Known as Ponzi scheme, the model’s history is rife with incidents of financial scams and fraudulence. When the dust settles on these Ponzi schemes, the ones left cheated are those who invested in the ventures, usually customers.
In literature, the first ever story of a life-destroying Ponzi scheme is described in Charles Dickens’ novel series “Little Dorrit” published between 1855 and 1857.
The popular term for the fraud is named after Italian immigrant Carlos (Charles) Ponzi, who established a succession of multi-million dollar Ponzi schemes in the 1920s, first in Boston and then in Florida of United States.
Ponzi ran a bizarre plan to buy and resell international postal-reply coupons which, according to the US Postal Service, actually could not be redeemed for cash.
He had gathered almost USD15 million from around 30,000 investors in just eight months.
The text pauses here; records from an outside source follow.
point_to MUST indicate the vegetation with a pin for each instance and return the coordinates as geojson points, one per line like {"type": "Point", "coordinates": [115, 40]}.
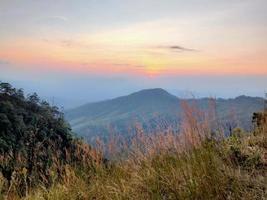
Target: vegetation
{"type": "Point", "coordinates": [36, 144]}
{"type": "Point", "coordinates": [153, 109]}
{"type": "Point", "coordinates": [198, 163]}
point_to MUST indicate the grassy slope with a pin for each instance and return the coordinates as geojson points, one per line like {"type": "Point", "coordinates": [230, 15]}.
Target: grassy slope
{"type": "Point", "coordinates": [151, 108]}
{"type": "Point", "coordinates": [234, 168]}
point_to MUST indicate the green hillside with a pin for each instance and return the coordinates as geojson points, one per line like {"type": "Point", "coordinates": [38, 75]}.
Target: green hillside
{"type": "Point", "coordinates": [36, 144]}
{"type": "Point", "coordinates": [155, 110]}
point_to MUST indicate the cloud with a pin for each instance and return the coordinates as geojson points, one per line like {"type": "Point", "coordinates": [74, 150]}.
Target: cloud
{"type": "Point", "coordinates": [177, 48]}
{"type": "Point", "coordinates": [4, 62]}
{"type": "Point", "coordinates": [57, 17]}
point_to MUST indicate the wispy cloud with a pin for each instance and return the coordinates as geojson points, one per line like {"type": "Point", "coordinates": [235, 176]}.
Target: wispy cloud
{"type": "Point", "coordinates": [57, 17]}
{"type": "Point", "coordinates": [177, 48]}
{"type": "Point", "coordinates": [4, 62]}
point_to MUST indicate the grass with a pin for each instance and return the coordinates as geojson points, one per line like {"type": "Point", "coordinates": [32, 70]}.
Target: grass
{"type": "Point", "coordinates": [195, 164]}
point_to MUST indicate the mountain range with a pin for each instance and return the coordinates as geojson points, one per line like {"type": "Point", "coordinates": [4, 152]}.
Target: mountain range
{"type": "Point", "coordinates": [154, 110]}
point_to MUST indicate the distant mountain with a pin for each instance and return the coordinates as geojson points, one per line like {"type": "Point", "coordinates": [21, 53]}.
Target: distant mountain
{"type": "Point", "coordinates": [153, 109]}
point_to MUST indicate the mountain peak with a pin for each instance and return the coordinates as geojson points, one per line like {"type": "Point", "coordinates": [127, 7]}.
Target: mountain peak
{"type": "Point", "coordinates": [152, 92]}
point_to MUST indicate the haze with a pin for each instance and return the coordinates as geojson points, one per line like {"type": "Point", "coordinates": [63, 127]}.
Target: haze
{"type": "Point", "coordinates": [82, 51]}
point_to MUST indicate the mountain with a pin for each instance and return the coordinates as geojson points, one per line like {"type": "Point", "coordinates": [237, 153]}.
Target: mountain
{"type": "Point", "coordinates": [155, 110]}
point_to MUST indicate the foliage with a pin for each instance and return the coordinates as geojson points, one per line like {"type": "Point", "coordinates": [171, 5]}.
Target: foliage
{"type": "Point", "coordinates": [35, 142]}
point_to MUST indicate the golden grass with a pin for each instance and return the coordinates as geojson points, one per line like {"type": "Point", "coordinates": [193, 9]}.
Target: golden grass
{"type": "Point", "coordinates": [195, 164]}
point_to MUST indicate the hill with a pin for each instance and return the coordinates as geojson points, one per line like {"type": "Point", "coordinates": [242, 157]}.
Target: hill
{"type": "Point", "coordinates": [154, 110]}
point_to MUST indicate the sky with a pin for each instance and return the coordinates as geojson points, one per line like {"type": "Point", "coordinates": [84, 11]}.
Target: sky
{"type": "Point", "coordinates": [89, 50]}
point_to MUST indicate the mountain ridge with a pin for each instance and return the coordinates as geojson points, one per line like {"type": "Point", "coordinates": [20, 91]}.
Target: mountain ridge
{"type": "Point", "coordinates": [150, 107]}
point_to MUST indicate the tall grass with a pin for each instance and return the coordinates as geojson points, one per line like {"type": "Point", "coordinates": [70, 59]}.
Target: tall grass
{"type": "Point", "coordinates": [198, 163]}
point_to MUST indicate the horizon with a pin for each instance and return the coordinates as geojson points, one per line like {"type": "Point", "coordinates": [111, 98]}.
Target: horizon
{"type": "Point", "coordinates": [88, 51]}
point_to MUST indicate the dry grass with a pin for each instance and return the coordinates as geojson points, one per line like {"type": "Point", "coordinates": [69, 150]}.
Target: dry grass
{"type": "Point", "coordinates": [195, 164]}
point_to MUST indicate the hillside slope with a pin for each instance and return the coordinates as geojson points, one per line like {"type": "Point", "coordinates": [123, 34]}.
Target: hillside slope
{"type": "Point", "coordinates": [154, 110]}
{"type": "Point", "coordinates": [36, 144]}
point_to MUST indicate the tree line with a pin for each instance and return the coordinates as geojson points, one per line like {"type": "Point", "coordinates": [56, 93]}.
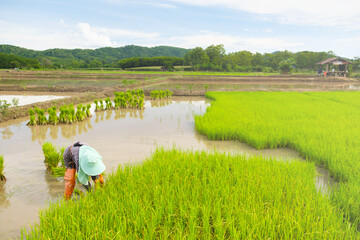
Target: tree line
{"type": "Point", "coordinates": [212, 58]}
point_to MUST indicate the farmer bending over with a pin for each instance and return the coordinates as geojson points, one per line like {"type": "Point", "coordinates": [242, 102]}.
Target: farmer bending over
{"type": "Point", "coordinates": [87, 162]}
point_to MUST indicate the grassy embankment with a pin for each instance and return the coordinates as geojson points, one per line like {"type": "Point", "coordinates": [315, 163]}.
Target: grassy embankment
{"type": "Point", "coordinates": [322, 126]}
{"type": "Point", "coordinates": [176, 194]}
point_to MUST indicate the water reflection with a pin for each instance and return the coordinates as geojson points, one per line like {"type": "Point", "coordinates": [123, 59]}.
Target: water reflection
{"type": "Point", "coordinates": [4, 202]}
{"type": "Point", "coordinates": [160, 103]}
{"type": "Point", "coordinates": [68, 131]}
{"type": "Point", "coordinates": [54, 185]}
{"type": "Point", "coordinates": [7, 133]}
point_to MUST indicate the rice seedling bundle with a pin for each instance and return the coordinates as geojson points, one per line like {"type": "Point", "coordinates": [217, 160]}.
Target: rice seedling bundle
{"type": "Point", "coordinates": [160, 94]}
{"type": "Point", "coordinates": [32, 117]}
{"type": "Point", "coordinates": [53, 157]}
{"type": "Point", "coordinates": [322, 126]}
{"type": "Point", "coordinates": [67, 115]}
{"type": "Point", "coordinates": [2, 176]}
{"type": "Point", "coordinates": [197, 195]}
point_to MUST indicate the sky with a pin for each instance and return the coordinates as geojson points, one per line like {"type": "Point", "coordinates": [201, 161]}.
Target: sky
{"type": "Point", "coordinates": [252, 25]}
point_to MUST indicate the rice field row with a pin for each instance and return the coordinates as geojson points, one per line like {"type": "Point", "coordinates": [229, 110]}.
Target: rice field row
{"type": "Point", "coordinates": [322, 126]}
{"type": "Point", "coordinates": [197, 195]}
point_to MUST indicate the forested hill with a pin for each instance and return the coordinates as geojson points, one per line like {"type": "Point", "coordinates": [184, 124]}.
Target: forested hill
{"type": "Point", "coordinates": [105, 55]}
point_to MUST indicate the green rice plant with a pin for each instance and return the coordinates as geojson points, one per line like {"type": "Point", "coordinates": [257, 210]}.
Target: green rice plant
{"type": "Point", "coordinates": [88, 114]}
{"type": "Point", "coordinates": [97, 107]}
{"type": "Point", "coordinates": [108, 104]}
{"type": "Point", "coordinates": [51, 154]}
{"type": "Point", "coordinates": [53, 157]}
{"type": "Point", "coordinates": [101, 104]}
{"type": "Point", "coordinates": [141, 103]}
{"type": "Point", "coordinates": [197, 195]}
{"type": "Point", "coordinates": [140, 93]}
{"type": "Point", "coordinates": [322, 126]}
{"type": "Point", "coordinates": [53, 119]}
{"type": "Point", "coordinates": [32, 121]}
{"type": "Point", "coordinates": [62, 115]}
{"type": "Point", "coordinates": [79, 113]}
{"type": "Point", "coordinates": [2, 176]}
{"type": "Point", "coordinates": [72, 112]}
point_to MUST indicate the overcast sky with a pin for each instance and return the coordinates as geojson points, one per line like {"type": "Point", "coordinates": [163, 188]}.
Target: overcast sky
{"type": "Point", "coordinates": [253, 25]}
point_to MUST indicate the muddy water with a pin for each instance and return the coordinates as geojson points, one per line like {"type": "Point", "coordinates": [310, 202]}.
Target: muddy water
{"type": "Point", "coordinates": [120, 136]}
{"type": "Point", "coordinates": [28, 99]}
The business was ‘successful’ at first but his scheme finally got exposed.
Ponzi was sentenced to 14 years in prison, deported from the US, and spent the remainder of his life trying in vain to retrieve his investors’ losses.
What transpired for Evaly’s customers and merchants thus does not come as a shock for those well-versed in these chapters of commercial deceit.
Most Ponzi schemes advertise high rates of return for investors to lure them and their cash in. The money…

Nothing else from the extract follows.